OLDS — As they get ready to once again host their annual Football Day in Olds, the Olds Amateur Football Association (OAFA) is dealing with a pleasant surprise – a huge upsurge in players.
“Numbers look phenomenal this year. We have 33 Bulldogs and 32 Huskies this year,” Dennis Yurchevich, head coach of the Olds Huskies and Bulldogs said during an interview.
He said that’s about 10 more kids on each team than they’ve previously had. Kids from as far away as Carstairs have joined the program.
The Huskies play peewee-level football, for kids age 10 to 12 while kids playing for the Bantam Bulldogs range in age from 13 to 15, as long as the older ones are still in Grade 9.
Both teams open their season on Sept. 10.
Football Day in Olds is an annual tradition. This year’s edition will be played on Sept. 17 at the Normie Kwong football field adjacent to École Olds High School, starting at 10 a.m.
The Huskies will host the Rocky Mountain House Junior Rebels and the Bulldogs will host to Hanna.
Yurchevich believes the surge in enrolment in the OMFA is a result of changes the association made to its program.
He said for several seasons, both teams had a tough time finding and maintaining players. They “struggled to win games and be competitive.”
"Word has really gotten around that football is starting to grow in town and we have a lot of new kids this year that are very excited to come out,” he said.

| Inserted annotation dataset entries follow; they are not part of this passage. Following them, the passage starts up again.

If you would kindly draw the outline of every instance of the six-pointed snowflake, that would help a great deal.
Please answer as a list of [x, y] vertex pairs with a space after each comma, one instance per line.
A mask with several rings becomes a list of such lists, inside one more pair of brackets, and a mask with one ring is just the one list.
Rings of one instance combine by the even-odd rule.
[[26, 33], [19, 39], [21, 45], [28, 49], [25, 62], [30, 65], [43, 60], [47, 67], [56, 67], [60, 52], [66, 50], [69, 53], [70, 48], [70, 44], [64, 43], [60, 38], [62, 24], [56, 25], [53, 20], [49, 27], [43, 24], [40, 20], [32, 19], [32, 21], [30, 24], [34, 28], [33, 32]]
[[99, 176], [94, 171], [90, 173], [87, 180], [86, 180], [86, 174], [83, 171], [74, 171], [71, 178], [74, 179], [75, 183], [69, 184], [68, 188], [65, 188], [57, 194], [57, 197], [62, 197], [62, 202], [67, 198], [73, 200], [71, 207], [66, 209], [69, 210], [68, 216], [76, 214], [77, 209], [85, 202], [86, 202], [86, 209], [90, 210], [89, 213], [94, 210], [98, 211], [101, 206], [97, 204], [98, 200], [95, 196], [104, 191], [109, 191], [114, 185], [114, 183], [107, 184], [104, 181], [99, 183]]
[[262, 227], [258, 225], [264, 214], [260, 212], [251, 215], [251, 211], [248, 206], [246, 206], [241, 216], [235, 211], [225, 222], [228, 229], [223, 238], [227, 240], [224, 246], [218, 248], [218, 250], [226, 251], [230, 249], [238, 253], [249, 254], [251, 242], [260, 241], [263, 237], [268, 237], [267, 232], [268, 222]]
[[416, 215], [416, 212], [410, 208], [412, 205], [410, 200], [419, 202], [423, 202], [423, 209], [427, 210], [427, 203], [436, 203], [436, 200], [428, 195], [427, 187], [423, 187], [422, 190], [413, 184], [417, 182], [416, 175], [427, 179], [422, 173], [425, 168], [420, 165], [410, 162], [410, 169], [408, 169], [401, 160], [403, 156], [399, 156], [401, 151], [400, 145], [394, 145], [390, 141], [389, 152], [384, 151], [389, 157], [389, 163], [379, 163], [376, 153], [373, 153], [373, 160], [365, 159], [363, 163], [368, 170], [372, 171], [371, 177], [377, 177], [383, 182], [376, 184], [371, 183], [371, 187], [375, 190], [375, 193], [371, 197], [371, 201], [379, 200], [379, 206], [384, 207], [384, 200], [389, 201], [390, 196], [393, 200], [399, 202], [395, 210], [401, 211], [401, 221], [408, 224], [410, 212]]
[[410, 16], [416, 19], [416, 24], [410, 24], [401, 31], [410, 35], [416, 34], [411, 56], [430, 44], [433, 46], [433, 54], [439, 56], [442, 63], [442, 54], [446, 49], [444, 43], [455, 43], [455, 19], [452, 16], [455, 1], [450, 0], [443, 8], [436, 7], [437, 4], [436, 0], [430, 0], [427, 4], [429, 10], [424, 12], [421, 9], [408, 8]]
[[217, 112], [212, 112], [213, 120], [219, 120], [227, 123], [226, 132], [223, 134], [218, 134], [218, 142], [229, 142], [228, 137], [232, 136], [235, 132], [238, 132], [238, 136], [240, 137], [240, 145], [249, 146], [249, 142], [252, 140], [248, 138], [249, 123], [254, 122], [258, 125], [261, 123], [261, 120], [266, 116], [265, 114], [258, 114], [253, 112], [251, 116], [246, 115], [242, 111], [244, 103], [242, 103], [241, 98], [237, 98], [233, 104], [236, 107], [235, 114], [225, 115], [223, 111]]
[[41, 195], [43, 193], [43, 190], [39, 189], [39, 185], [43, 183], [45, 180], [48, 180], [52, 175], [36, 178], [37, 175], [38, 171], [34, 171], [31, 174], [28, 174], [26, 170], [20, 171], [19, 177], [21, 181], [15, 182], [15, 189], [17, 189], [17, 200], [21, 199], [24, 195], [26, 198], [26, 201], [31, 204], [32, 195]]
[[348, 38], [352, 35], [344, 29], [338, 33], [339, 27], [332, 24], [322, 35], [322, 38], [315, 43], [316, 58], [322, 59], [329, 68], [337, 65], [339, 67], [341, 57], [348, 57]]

“Now that we have turned over a new leaf within our association, we are having players turn out in record numbers,” he wrote in an email.
“In fact, we closed our registration two weeks early this year because our teams were full and we were running out of equipment; not bad problems to have.
“We are now both very competitive teams. Last season, the Huskies fell in the league championship game and the Bulldogs’ season ended in the league semi-final.”
To celebrate the new direction they're headed in, the association rebranded its logo and the logos of both its teams.
Yurchevich said the previous logo for the Bulldogs was “a very cartoonish-style side profile of bulldog.
“This one now is a much nicer looking bulldog and there is a football in the backdrop and it says ‘Olds Bulldogs’ on it.”
He said the former Huskies logo was a side profile – almost a silhouette – of a Husky.
Yurchevich said the new Huskies logo is “a front-facing, more aggressive, more realistic-looking Husky with a football in the backdrop and ‘Olds Huskies’ below it.”
The association’s old logo was the OAFA acronym in the shape of a football. The new one combines the logos of its two teams.
Yurchevich said all the logos were designed by a Didsbury firm which will also be providing team apparel.
There is one change that hasn’t been positive.
There are no girls enrolled on either team.
Yurchevich said normally the team has at least one girl per team. And in 2017, they hit a high point of five girls on the Huskies.
He’s not sure why no girls tried out this year.